Which is why I almost didn’t read it.
Now, don’t get me wrong. I happen to love about 98% of what Anne Lamott writes – but Help, Thanks, Wow fell flat for me and I assumed Stitches would be similar.
I was wrong.
I liked this more than I expected. Maybe it’s because I read this at a good time – meaning, during a time when Anne Lamott’s words resonated moreso than usual. (“Sometimes love does not look like what you had in mind.” (pg. 66)
Written in the aftermath of the Newtown, CT shootings, Stitches opens with the matter-of-fact statement, “It can be too sad here.” (pg. 1) We know immediately that the here Anne is talking about is our country, our society, our world. We know this even before she asks
“Where do we even begin in the presence of evil or catastrophe – dead or deeply lost children, a young wife’s melanoma, polar bears floating out to sea on scraps of ice? What is the point of it all when we experience the vortex of interminable depression or, conversely, when we recognize that time is tearing past us like giddy greyhounds? It’s frightening and disorienting that time skates by so fast, and while it’s not as bad as being embedded in the quicksand of loss, we’re filled with dread each time we notice life hotfoot it out of town.” (pg. 2)
The answer is to begin where we are.
“We live stitch by stitch, when we’re lucky. If you fixate on the big picture, the whole shebang, the overview, you miss the stitching. And maybe the stitching is crude, or it is unraveling, but if it were precise, we’d pretend that life was just fine and running like a Swiss watch. This is not helpful if on the inside our understanding is that life is more often a cuckoo clock with rusty gears.
In the aftermath of loss, we do what we’ve always done, although we are changed, maybe more afraid. We do what we can, as well as we can.” (pg. 13-14)

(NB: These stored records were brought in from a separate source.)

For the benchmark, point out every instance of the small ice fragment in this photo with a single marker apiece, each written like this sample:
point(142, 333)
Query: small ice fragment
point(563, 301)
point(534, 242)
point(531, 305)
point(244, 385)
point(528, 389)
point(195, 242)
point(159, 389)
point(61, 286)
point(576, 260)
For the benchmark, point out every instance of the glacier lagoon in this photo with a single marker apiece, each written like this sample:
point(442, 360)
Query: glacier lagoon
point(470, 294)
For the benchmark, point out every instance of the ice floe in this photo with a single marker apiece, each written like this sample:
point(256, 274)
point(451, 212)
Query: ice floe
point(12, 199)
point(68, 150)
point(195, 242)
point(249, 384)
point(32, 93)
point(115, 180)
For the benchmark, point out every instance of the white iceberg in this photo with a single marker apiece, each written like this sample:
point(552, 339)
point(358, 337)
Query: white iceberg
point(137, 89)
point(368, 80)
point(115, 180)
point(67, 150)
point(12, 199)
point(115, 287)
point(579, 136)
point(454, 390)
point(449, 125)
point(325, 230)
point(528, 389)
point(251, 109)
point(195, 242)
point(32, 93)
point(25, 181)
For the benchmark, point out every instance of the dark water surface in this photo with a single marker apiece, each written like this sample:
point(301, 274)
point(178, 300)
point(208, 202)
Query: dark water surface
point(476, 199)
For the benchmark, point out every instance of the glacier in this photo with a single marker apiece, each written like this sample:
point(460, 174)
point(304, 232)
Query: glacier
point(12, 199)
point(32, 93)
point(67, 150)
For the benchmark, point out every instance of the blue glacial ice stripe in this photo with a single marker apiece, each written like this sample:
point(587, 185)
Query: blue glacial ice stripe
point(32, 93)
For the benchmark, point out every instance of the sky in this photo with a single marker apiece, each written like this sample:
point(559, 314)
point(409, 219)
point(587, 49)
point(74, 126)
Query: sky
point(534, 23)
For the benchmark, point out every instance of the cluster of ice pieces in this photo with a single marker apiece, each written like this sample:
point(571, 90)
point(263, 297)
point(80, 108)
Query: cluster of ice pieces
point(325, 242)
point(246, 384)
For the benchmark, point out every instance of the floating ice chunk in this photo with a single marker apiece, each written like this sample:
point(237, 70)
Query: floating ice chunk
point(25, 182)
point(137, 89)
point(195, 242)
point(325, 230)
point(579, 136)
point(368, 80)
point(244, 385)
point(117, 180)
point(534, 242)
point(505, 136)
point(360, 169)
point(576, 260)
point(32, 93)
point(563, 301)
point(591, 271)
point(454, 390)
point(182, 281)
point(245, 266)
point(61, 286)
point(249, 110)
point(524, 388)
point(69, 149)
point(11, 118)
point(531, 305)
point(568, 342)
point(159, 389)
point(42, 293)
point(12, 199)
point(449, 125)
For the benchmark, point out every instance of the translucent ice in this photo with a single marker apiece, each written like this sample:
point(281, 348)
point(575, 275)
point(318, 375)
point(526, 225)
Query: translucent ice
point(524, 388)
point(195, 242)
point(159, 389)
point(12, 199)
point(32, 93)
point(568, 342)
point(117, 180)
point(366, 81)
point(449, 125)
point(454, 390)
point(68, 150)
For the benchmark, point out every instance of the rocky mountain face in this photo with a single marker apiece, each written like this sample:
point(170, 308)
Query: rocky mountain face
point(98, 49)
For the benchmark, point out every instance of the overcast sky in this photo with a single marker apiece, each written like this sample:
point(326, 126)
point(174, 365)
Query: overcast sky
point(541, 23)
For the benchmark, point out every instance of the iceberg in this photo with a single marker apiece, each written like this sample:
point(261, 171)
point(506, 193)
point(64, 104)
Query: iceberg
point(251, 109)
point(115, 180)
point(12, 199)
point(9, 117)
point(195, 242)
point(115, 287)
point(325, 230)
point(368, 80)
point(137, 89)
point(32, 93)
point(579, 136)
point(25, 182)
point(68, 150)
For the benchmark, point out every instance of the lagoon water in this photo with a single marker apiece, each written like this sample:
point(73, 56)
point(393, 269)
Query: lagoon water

It’s a theme that Anne Lamott has used before, and if you’ve read her stuff for awhile, as I have, much of this now seems familiar. In Stitches, Anne carries the thread metaphor throughout the book in a way that feels comfortable, yet new – we’re all connected by the rag-tag threads holding us together, all we can do in difficult times is hold on by a thread.
Reading this is like wrapping oneself in a blanket, snuggling up for a much needed talk with a friend who gets it. No matter if you’ve covered some of the same topics before.